Initial Impression & Critical Discussion:
While the experience’s description conjures a scenario that’s a bit creepy, the initial set of the experience is disarming. (I’ll leave it at that to avoid spoilers). Even though we’re not quite sure what we’re looking for, there’s a sense of what our eventual goal for the room is. There are enough items and subtle clues to be found that prompt the thought, “Okay, there’s something we should do with this…”
While the recommended minimum number of attendees for the experience is 3–4, our group was two and made up of one experienced escape room participant and one complete novice. What was nice — and rather impressive — is that both of us felt useful and challenged throughout. I can’t imagine that’s an easy balance to strike. Another rather successful element of the escape room is that there are certain challenges that require two people two work together — some require collaborative intention, while other instances of teamwork may — even must — happen by chance.
The clues and puzzles were varied and consistently clever and surprising, though never surprising in a jump-scare way, which was appreciated. For the most part the narrative was light; it was strongest in the backstory given at the start and in the final scene, where one of the more descriptive clues alludes to a story of something that’s happened in the past and is something that your team — nervously, in our case — aspires to carry out.

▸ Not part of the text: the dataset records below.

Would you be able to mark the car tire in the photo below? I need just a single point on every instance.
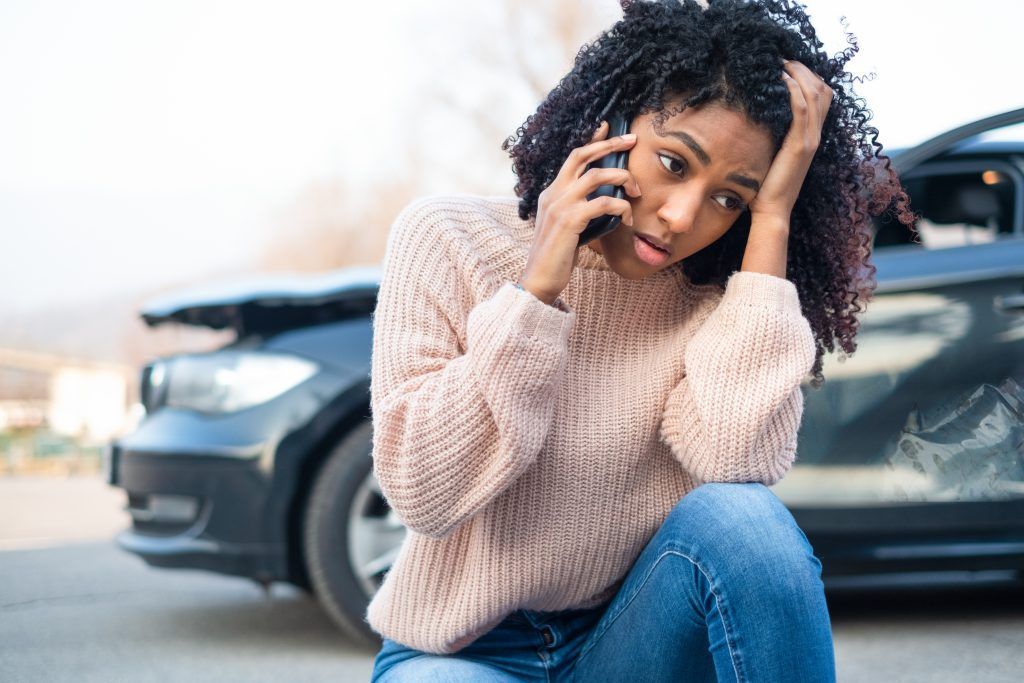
(326, 535)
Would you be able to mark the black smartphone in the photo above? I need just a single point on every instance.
(617, 125)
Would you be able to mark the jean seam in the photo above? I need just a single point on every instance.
(718, 605)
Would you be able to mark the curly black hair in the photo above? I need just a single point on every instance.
(667, 55)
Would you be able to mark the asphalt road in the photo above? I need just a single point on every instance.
(74, 607)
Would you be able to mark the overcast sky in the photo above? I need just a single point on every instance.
(141, 141)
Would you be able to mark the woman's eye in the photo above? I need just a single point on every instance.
(730, 203)
(672, 160)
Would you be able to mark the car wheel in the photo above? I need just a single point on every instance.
(350, 535)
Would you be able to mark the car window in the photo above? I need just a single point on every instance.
(960, 203)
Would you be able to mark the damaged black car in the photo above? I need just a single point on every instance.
(254, 460)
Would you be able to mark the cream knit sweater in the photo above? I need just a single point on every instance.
(532, 450)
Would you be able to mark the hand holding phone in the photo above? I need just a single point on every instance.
(587, 196)
(617, 159)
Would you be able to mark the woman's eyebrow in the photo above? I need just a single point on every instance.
(702, 157)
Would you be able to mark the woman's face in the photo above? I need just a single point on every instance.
(694, 181)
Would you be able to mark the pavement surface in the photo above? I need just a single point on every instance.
(75, 607)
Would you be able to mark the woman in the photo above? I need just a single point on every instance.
(581, 438)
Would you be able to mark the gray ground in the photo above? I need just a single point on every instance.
(74, 607)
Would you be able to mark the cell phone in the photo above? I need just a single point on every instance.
(617, 125)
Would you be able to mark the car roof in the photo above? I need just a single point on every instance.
(269, 302)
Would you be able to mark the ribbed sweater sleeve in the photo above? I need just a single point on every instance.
(735, 414)
(453, 427)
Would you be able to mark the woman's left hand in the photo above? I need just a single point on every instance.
(810, 98)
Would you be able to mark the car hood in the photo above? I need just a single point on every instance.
(270, 302)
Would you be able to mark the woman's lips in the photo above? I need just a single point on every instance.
(648, 253)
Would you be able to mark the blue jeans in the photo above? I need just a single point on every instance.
(727, 589)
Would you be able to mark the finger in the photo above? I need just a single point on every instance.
(603, 206)
(816, 91)
(576, 163)
(798, 103)
(595, 177)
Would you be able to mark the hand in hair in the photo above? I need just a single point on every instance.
(810, 98)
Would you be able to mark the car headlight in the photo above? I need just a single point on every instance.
(223, 381)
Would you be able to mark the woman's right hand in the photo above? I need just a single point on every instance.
(563, 212)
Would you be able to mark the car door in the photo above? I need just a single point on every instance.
(913, 447)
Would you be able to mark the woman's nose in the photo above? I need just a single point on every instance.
(680, 211)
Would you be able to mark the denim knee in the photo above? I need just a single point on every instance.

Structurally, one could say that the experience has a teaser, three acts and a tag. The first two scenes were more about solving the puzzles and less tied to the overall framing narrative. The puzzles made good use of objects appropriate to the set. And the experience’s theatricality is perhaps most on display in the set design, lighting, sound, and how the clues and reveals are thoughtfully integrated into the spaces themselves.
Experiential Viewpoint Expression (E.V.E.):
Embodied, 1st person visual, 1st person narrative, participant, mortal.
Who Should See This?
Anyone who loves escape rooms or is curious to try one for the first time.